MGM : secondary groups with sssd and LDAP backend, enumeration and user information caching

Good afternoon,

Yesterday our MGMs running version v5.2.24 have been successfully migrated to Alma and EOS v5.2.26.

However, we encountered an issue with the secondary groups which were not loaded any more when the users were authenticated (using Kerberos), meaning they were only considered part of their primary group so were now denied access to many folders.

We have been running for years with this configuration in CentOS, where the users and groups are defined in an LDAP directory, which is brought to the OS by the nslcd service which connects to LDAP. In Alma9, this task is now handled by more modern SSSD equivalent. In the EOS configuration, we checked of course that we still had the necessary EOS_SECONDARY_GROUPS environment variable.

We finally found that the reason was due to a parameter in the sssd configuration in our domain definition,enumerate=false which disables the possibility to list the whole groups or users (using getent passwd or getent group fro instance), and seems a default and recommended setting for sssd.

So first question is : is there a reason why EOS needs this enumerate option to be enabled ? When running a id user command in the host, all the secondary groups are correctly shown, so we thought it would be sufficient to make the same query for the user when he is authenticated. And also, if EOS enumerates all users/groups, is there a limit in the number of groups it can retrieve from the LDAP ? What if we have many many groups?

When changing this setting, and restarting SSSD and invalidating its cache, then for users who authenticate the first time, the groups were immediately loaded. But for users authenticated previously, this was not the case immediately, unless the MGM is restarted, or we wait enough : it appeared that after around 1 hour all the user information were updated at once, and the issue disappeared.
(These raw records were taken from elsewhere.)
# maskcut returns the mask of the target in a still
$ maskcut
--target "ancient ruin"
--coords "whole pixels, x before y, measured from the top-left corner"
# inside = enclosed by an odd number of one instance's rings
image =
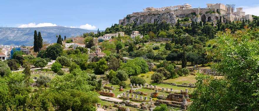
[[[207,7],[194,8],[188,4],[161,8],[147,7],[143,9],[143,12],[133,12],[127,15],[123,19],[119,20],[119,24],[124,25],[129,23],[139,25],[154,22],[160,23],[165,21],[175,25],[178,18],[180,20],[185,17],[190,18],[194,22],[216,22],[220,18],[223,21],[253,19],[252,15],[245,15],[242,8],[237,8],[235,11],[234,5],[220,3],[207,5]]]

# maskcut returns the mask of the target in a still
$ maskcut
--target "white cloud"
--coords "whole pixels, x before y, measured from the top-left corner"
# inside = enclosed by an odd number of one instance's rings
[[[22,24],[18,26],[18,27],[39,27],[57,26],[57,25],[56,24],[53,24],[50,23],[40,23],[38,24],[36,24],[35,23],[33,22],[29,23],[28,24]]]
[[[259,5],[254,6],[243,6],[243,11],[245,12],[245,14],[251,14],[259,16]]]
[[[96,27],[94,25],[92,26],[88,24],[86,24],[84,25],[80,25],[79,27],[80,28],[86,29],[88,30],[93,30],[96,28]]]

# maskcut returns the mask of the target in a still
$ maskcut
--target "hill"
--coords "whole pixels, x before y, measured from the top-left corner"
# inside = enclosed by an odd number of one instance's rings
[[[61,26],[45,27],[34,28],[0,27],[0,44],[17,45],[33,44],[34,30],[40,31],[44,42],[52,43],[57,42],[56,35],[61,34],[67,38],[80,35],[86,32],[97,31]]]

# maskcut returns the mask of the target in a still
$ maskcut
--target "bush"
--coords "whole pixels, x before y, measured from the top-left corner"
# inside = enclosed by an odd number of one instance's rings
[[[61,70],[62,66],[58,62],[55,62],[51,65],[51,70],[55,73],[57,73],[59,71]]]
[[[142,74],[141,75],[140,75],[140,77],[145,77],[145,74]]]
[[[119,79],[115,77],[112,79],[112,80],[110,81],[110,83],[112,84],[118,84],[120,81]]]
[[[133,76],[130,78],[130,83],[135,84],[143,84],[146,83],[146,81],[143,78]]]
[[[157,82],[159,81],[162,80],[163,78],[164,78],[164,75],[163,75],[163,74],[156,72],[151,76],[151,80],[155,82]]]
[[[189,74],[189,70],[186,67],[182,69],[182,73],[186,76]]]
[[[122,86],[123,88],[127,88],[127,85],[126,84],[126,83],[124,81],[122,81],[119,83],[118,85],[120,88],[120,86]]]
[[[64,73],[65,72],[62,70],[59,70],[57,72],[57,74],[60,76],[64,75]]]
[[[123,70],[120,70],[117,71],[116,77],[121,81],[127,81],[128,79],[128,74]]]
[[[69,72],[71,72],[77,68],[80,68],[80,67],[75,63],[72,62],[71,63],[71,65],[69,67]]]
[[[153,47],[153,50],[154,50],[160,49],[160,46],[155,46]]]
As if indeed all the group information was reload at the same time.

Second question is : is there a way we can force cache invalidation of user and groups information in the MGM ? It would have ben helpful in this exceptional case, but we also observed several times even under CentOS 7 that adding a user to a group takes some time to be taken into account, and sometimes requires that the user logs out completely before it is updated.
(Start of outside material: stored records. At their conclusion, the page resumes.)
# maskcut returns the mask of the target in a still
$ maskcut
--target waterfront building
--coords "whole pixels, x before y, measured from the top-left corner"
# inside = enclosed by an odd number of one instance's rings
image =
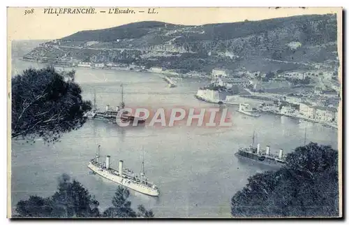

Maybe there are some recommended settings to work optimally in this situation that we might apply to our configuration ? Thank you to anyone who can share his experience.

Additional note : In the past, we had the issue with secondary groups missing in the gateway mode, but we noticed that in some previous update (maybe version 5+) it was improved, thanks

@esindril sorry to tag you, but maybe you can give us some hint on this issue with secondary groups.
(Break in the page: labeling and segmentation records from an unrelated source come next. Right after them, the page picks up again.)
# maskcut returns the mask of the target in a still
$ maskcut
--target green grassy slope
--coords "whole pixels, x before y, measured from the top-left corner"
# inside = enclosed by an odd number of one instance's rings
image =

As written above, we fixed the issue with changing the sssd config.

However, we are not sure if it is exactly the way to go. And in fact, on some reduced moment, we got the situation were some users were not correctly identified with their secondary groups, and were denied the access to their folders. In this case it was temporary and limited to a user, but it causes their work to fail.

Could it be due to some limitation on the number of LDAP results which are enumerated ? Or if sometime the LDAP query fails, we lose information ? It is happening with users using the condor cluster, so they have many active sessions in parallel, maybe this adds a factor that causes this discrepancy ?

How can we investigate the user information retrieval from the MGM ? of course it happens on the production, and we cannot enable debug level as it would be way too verbose. But maybe there are some message that could who when the MGM fails getting the secondary group list of a user ?

And, again, is there a way to force the MGM to fetch again information on a user/all the users ? It seems to be done on a regular basis, but not very often (like 1 hour)

Hi Franck,

To answer your initial first question: there is nothing special that EOS does in this case, but it’s the way getgrent and sssd work together. As you correctly determined the solution is to enable enumeration in the sssd configuration. There is also an issue about this in the Red Hat forum as you can see in the snippet below, where they recommend the exact same solution as you found out:

Concerning the second question about caching of uid/gid values. That is also true, in EOS in the eos::common::Mapping functionality we use a cache with a 1h expiration for already resolved uid/gid/username pairs so that we alleviate the pressure on sssd - we’ve seen in the past that it can lead to considerable slowdown or even crashes when there are many requests handled by sssd. You can reset this cache information but using the:
eos space reset default --mapping.
The mapping is not actually connected to any space, but it’s global!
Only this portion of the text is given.